MK Putuskan Parpol Tanpa Kursi di DPRD Bisa Usung Calon Kepala Daerah
Ahmad Jaelani, telisik indonesia
Selasa, 20 Agustus 2024
0 dilihat
MK mengabulkan sebagian gugatan yang diajukan Partai Buruh dan Partai Gelora terhadap UU Pilkada. Foto: Repro antaranews.com
" Keputusan Mahkamah Konstitusi (MK) yang membolehkan partai politik tanpa kursi di DPRD untuk mengusung calon kepala daerah menjadi titik balik signifikan dalam dinamika politik di Indonesia "
JAKARTA, TELISIK.ID - Keputusan Mahkamah Konstitusi (MK) yang membolehkan partai politik tanpa kursi di DPRD untuk mengusung calon kepala daerah menjadi titik balik signifikan dalam dinamika politik di Indonesia.
Putusan ini tidak hanya memberikan kesempatan bagi partai-partai kecil, tetapi juga menjadi angin segar bagi demokrasi, menciptakan peluang baru bagi kompetisi yang lebih inklusif dan dinamis dalam Pilkada 2024.
Mahkamah Konstitusi (MK) memutuskan untuk mengubah aturan mengenai pencalonan kepala daerah dalam Pilkada. Kini, partai politik atau gabungan partai politik yang tidak memiliki kursi di DPRD tetap diizinkan mengajukan calon kepala daerah.
Keputusan ini merupakan hasil dari permohonan yang diajukan oleh Partai Buruh dan Partai Gelora, yang kemudian dikabulkan sebagian oleh MK melalui putusan nomor 60/PUU-XXII/2024.
Dalam sidang yang digelar, Selasa (20/8/2024), di Gedung MK, Jakarta Pusat, hakim memutuskan bahwa Pasal 40 ayat (3) UU Pilkada dinyatakan inkonstitusional.

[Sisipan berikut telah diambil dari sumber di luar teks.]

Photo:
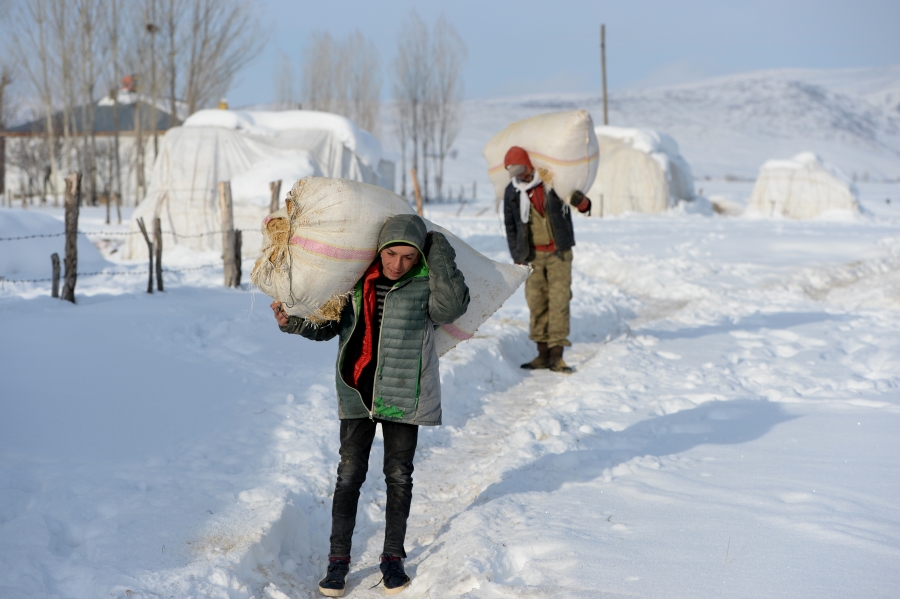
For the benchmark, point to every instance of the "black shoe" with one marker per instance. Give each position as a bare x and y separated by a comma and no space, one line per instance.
542,361
557,364
393,574
333,583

Pasal ini sebelumnya menyatakan bahwa hanya partai politik atau gabungan partai politik yang memiliki kursi di DPRD yang dapat mengusulkan calon kepala daerah.
Namun, dengan adanya putusan ini, MK menilai bahwa ketentuan tersebut tidak lagi sesuai dengan prinsip demokrasi yang adil dan inklusif.

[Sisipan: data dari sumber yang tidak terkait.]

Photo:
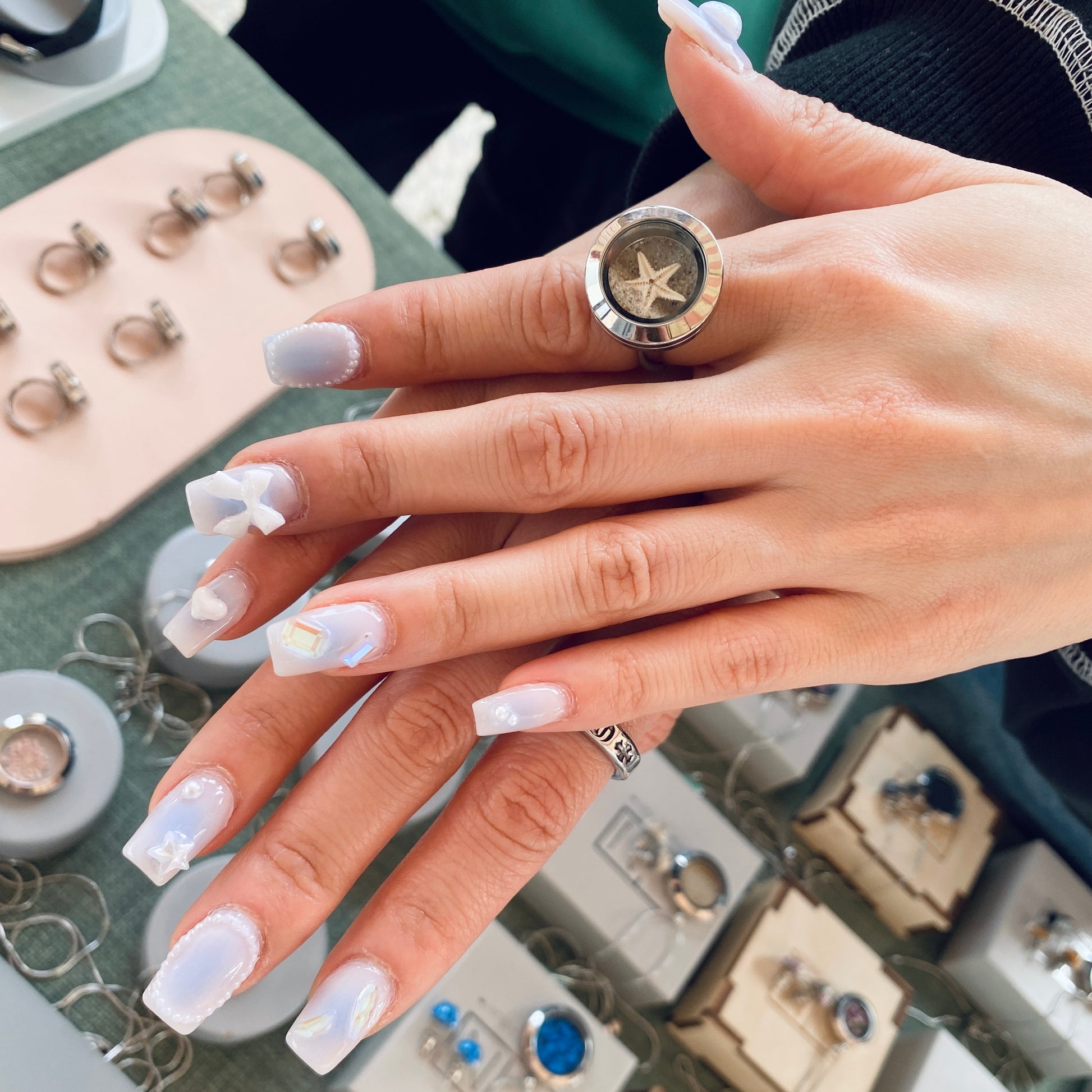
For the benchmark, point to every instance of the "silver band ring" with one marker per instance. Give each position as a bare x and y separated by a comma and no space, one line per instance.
171,233
67,267
618,747
653,278
302,260
227,192
137,339
35,755
67,393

Baca Juga: Puji Kinerja KPU, Jokowi Tambah Uang Insentif Semua Pegawai 50 Persen
MK menyatakan bahwa Pasal 40 ayat (3) UU Pilkada tidak lagi konstitusional karena menghalangi partisipasi politik dari partai-partai yang mungkin memiliki dukungan publik tetapi tidak memiliki kursi di DPRD.
Sebagai gantinya, MK memperkenalkan ketentuan baru dalam Pasal 40 ayat (1) UU Pilkada, yang menyatakan bahwa partai politik atau gabungan partai politik peserta pemilu dapat mendaftarkan pasangan calon kepala daerah berdasarkan persentase perolehan suara sah di provinsi atau kabupaten/kota, tanpa melihat jumlah kursi di DPRD.
Perubahan ini menjadi angin segar bagi demokrasi di Indonesia, karena memberikan ruang lebih besar bagi partai-partai kecil dan baru untuk berpartisipasi dalam Pilkada. Dengan demikian, masyarakat memiliki lebih banyak pilihan dalam memilih calon kepala daerah, yang pada akhirnya dapat meningkatkan kualitas demokrasi lokal.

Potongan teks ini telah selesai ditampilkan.